Accompaniment quality after a cold start. We measure note-in-chords ratio across compositions generated in response to melodies in the test set.
Ground Truth
Online MLE
Offline MLE
ReaLchords
ReaLchords-M

In the third example, the online MLE model stopped the generation early.

Primed Generation


Models are primed with 8 beats of ground truth chords before generating their own chords. This avoids the cold-start problem of predicting a chord without knowing anything about the melody, and gives an indication of the model’s ability to anticipate what happens next without having to first adapt to what happened previously. Behavior is similar across the models. For reference, we also plot the cold-start behavior of Online MLE (without priming), which is significantly worse. We argue that, as a benchmark for online accompaniment, primed generation is unnatural and too facile. Each row is an example.

Accompaniment quality after priming. We measure note-in-chords ratio across compositions generated in response to melodies in the test set.
Ground Truth
Online MLE
ReaLchords
ReaLchords-M

Perturbed Generation


We transpose the melody up by a tritone (6 semitones) at beat 17, resulting in both an out-of-distribution melody and almost guaranteeing that the next chord is a poor fit. This is similar to the push test in legged robotics. The Online MLE fails the test: it exhibits a drop in harmonic quality and never recovers. ReaLchords and ReaLchords-M quickly adapt to the new key and recover their previous performance. Each row is an example.

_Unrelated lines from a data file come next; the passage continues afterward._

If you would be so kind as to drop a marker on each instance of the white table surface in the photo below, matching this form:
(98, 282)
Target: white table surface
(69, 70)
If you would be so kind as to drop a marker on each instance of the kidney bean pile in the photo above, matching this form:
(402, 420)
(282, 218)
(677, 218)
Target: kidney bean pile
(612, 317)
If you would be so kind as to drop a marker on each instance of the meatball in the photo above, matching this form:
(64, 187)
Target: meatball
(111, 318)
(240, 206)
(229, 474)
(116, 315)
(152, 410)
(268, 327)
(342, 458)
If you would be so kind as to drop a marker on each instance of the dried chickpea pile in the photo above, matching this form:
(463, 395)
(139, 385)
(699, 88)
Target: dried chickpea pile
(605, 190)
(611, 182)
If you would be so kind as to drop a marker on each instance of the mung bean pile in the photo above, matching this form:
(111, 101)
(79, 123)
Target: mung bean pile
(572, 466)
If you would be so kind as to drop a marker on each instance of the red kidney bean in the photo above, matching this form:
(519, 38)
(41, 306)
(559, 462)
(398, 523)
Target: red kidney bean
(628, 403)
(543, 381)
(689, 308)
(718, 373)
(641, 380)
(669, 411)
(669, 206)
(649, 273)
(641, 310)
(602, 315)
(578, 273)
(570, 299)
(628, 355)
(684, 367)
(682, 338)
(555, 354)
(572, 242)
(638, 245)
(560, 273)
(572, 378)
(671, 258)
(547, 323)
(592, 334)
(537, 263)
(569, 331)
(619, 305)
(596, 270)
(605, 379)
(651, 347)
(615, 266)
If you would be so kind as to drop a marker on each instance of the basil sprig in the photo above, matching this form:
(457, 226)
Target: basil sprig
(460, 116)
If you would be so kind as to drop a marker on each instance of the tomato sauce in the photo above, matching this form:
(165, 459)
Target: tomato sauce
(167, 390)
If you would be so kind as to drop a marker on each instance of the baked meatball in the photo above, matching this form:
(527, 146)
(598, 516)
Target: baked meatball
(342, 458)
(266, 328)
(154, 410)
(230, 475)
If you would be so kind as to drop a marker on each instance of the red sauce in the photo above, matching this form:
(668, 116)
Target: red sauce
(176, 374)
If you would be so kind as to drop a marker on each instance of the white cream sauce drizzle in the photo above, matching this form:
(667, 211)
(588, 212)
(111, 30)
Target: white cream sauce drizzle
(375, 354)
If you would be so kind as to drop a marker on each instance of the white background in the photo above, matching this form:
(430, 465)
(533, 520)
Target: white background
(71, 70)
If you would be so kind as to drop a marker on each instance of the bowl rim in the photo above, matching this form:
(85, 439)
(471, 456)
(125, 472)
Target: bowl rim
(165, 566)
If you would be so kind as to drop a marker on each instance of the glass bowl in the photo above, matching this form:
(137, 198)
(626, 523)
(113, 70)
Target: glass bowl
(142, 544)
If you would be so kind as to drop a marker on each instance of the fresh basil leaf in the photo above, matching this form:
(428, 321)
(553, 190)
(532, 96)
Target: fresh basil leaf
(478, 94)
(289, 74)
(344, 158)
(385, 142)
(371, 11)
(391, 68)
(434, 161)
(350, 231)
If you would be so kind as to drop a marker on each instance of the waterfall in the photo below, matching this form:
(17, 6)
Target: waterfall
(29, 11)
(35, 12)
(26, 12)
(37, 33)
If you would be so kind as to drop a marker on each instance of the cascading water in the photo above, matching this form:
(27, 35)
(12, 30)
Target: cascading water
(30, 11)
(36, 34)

Accompaniment quality after perturbation. We measure note-in-chords ratio across compositions generated in response to melodies in the test set.
Ground Truth
Online MLE
ReaLchords
ReaLchords-M

In the third example, the online MLE model stopped the generation early.

RL Finetuning Objective


ReaLchords leverages RL finetuning to learn anticipation and adaptation for online melody-to-chord accompaniment. Initializing from a model pretrained by MLE, the policy generates a complete chord response to a melody from the dataset, each chord being predicted given only previous melody and chords (top left). In contrast, the offline model (also trained by MLE) predicts each chord given the complete melody (bottom left). A KL-divergence penalty distills the predictions of the offline model into the online model, improving its ability to anticipate the future. (Right) The reward stems from an ensemble of multi-scale contrastive and discriminative models that evaluate the musical coherence between melody and chord. The final training objective in ReaLchords is a sum of the reward and the distillation loss (center).